+195 Sure! Here are the steps to find the function F(x) in detail:
1. Set x = 3 in the equation F(x) + F((2x - 3)/x) = x. We get:
F(3) + F(1) = 3
2. Set x = 4 in the same equation. We get:
F(4) + F(5/4) = 4
3. Use the equation F(3) + F(1) = 3 to solve for F(1) in terms of F(3):
F(1) = 3 - F(3)
4. Use the equation F(4) + F(5/4) = 4 to solve for F(4) in terms of F(5/4):
F(4) = 4 - F(5/4)
5. Substitute F(1) and F(5/4) in terms of F(3) into the equation F(5/4) + F(1/2) = 5/4. We get:
(3 - F(3)) + (4 - (4 - F(5/4))) = 5/4
Simplifying:
F(3) - F(5/4) = 1/4
6. Substitute F(1) and F(5/4) in terms of F(3) into the equation F(7/5) + F(1/5) = 7/5. We get:
(3 - F(3)) + (4 - F(4/5)) = 7/5
Simplifying:
F(3) - F(4/5) = 1/5
7. Solve the system of equations F(3) - F(5/4) = 1/4 and F(3) - F(4/5) = 1/5 for F(3) and F(4/5).
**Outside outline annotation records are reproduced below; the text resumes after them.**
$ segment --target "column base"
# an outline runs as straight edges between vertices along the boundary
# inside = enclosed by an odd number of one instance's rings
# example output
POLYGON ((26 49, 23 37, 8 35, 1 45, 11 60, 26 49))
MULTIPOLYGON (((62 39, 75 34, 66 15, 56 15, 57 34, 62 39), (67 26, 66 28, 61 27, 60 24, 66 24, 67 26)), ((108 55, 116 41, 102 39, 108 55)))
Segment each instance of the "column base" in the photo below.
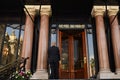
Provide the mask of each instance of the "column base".
POLYGON ((101 71, 98 73, 97 79, 120 79, 120 73, 112 73, 111 71, 101 71))
POLYGON ((32 79, 48 79, 48 72, 46 70, 38 70, 33 74, 30 80, 32 79))

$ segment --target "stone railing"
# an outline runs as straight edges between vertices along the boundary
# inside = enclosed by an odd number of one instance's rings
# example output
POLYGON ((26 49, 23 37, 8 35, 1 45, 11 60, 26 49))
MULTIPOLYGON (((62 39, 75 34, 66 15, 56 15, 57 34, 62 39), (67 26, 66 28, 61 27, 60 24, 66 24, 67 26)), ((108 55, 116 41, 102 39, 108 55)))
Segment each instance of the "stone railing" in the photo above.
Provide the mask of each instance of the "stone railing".
POLYGON ((10 76, 13 72, 20 69, 21 59, 8 63, 0 67, 0 80, 10 80, 10 76))

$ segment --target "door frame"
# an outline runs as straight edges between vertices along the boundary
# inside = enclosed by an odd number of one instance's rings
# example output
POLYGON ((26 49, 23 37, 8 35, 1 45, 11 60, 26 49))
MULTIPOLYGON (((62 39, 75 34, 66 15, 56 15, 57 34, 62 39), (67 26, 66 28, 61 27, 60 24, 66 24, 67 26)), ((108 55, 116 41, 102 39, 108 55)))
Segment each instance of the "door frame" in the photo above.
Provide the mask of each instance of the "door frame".
MULTIPOLYGON (((88 55, 87 55, 86 30, 84 29, 81 32, 81 34, 82 34, 82 43, 83 43, 82 46, 83 46, 83 57, 84 57, 84 79, 88 79, 88 55)), ((61 55, 61 53, 62 53, 61 46, 62 45, 60 43, 62 42, 61 41, 62 39, 60 39, 60 38, 62 38, 62 32, 58 29, 58 45, 59 45, 60 55, 61 55)), ((69 41, 69 43, 70 43, 70 41, 69 41)), ((71 55, 71 56, 73 56, 73 55, 71 55)), ((72 62, 73 62, 73 60, 72 60, 72 62)), ((61 67, 61 64, 59 65, 59 67, 61 67)), ((59 68, 59 73, 61 73, 61 69, 60 68, 59 68)), ((61 77, 61 74, 59 74, 59 76, 61 77)), ((71 75, 71 76, 72 76, 71 78, 74 77, 74 75, 71 75)))

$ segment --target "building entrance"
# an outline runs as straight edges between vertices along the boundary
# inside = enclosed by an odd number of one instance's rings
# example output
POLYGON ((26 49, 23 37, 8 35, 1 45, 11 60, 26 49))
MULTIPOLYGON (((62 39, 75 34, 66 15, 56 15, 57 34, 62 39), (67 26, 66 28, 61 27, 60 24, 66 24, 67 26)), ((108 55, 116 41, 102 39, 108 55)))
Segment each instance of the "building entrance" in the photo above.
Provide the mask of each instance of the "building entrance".
POLYGON ((84 30, 60 30, 59 45, 61 79, 87 78, 87 58, 84 30))

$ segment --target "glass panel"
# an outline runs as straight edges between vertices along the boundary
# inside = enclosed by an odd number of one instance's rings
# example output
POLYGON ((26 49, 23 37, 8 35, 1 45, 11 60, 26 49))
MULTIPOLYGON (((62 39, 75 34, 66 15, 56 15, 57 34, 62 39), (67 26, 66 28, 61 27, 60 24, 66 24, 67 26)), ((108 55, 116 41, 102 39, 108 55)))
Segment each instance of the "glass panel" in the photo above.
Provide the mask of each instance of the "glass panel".
POLYGON ((4 45, 2 49, 2 65, 15 61, 17 54, 20 56, 23 43, 23 33, 24 31, 21 31, 21 37, 19 38, 19 29, 14 29, 14 27, 9 25, 6 26, 4 45), (19 39, 20 43, 18 45, 19 39))
POLYGON ((74 37, 74 68, 78 70, 84 67, 82 52, 82 37, 74 37))
POLYGON ((4 30, 5 30, 5 25, 0 24, 0 50, 1 50, 1 47, 2 47, 2 40, 3 40, 3 36, 4 36, 4 30))
POLYGON ((95 75, 95 60, 92 29, 87 29, 90 77, 95 75))
POLYGON ((56 42, 57 40, 56 29, 51 29, 51 43, 56 42))
POLYGON ((62 37, 62 69, 68 70, 68 37, 62 37))

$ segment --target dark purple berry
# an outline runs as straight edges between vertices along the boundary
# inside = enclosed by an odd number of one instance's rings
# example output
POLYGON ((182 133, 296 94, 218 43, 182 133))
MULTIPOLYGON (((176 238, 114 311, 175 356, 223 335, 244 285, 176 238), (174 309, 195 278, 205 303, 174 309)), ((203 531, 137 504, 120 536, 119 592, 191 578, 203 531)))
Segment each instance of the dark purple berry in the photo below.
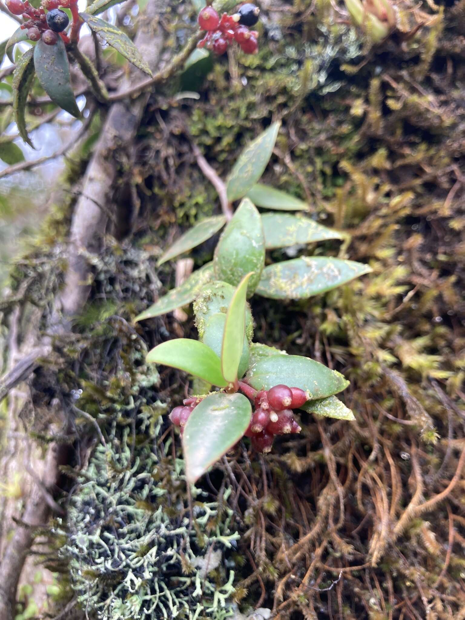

We get:
F(3) = 13/8
F(4/5) = 17/10
8. Substitute F(4/5) and F(3) into the equation F(3/2) + F(1/2) = 3/2. We get:
F(3/2) = 5/8
9. Generalize the pattern by using the equation F(x) + F((2x - 3)/x) = x to find F(x) for any real value of x (except for x = 1 and x = 2). For example, to find F(4/3), we have:
F(4/3) + F(1/3) = 4/3
Substitute F(3) and F(1/3) into the equation:
F(3) + F(5/3) = 4/3
Solve for F(5/3):
F(5/3) = -1/24
10. Use the same method to find F(x) for any real value of x (except for x = 1 and x = 2).
11. The solution is:
F(x) = (2x^2 - 9x + 6)/(x^2 - 3x + 2)
Therefore, F(x) is a rational function with expanded polynomials in the numerator and denominator.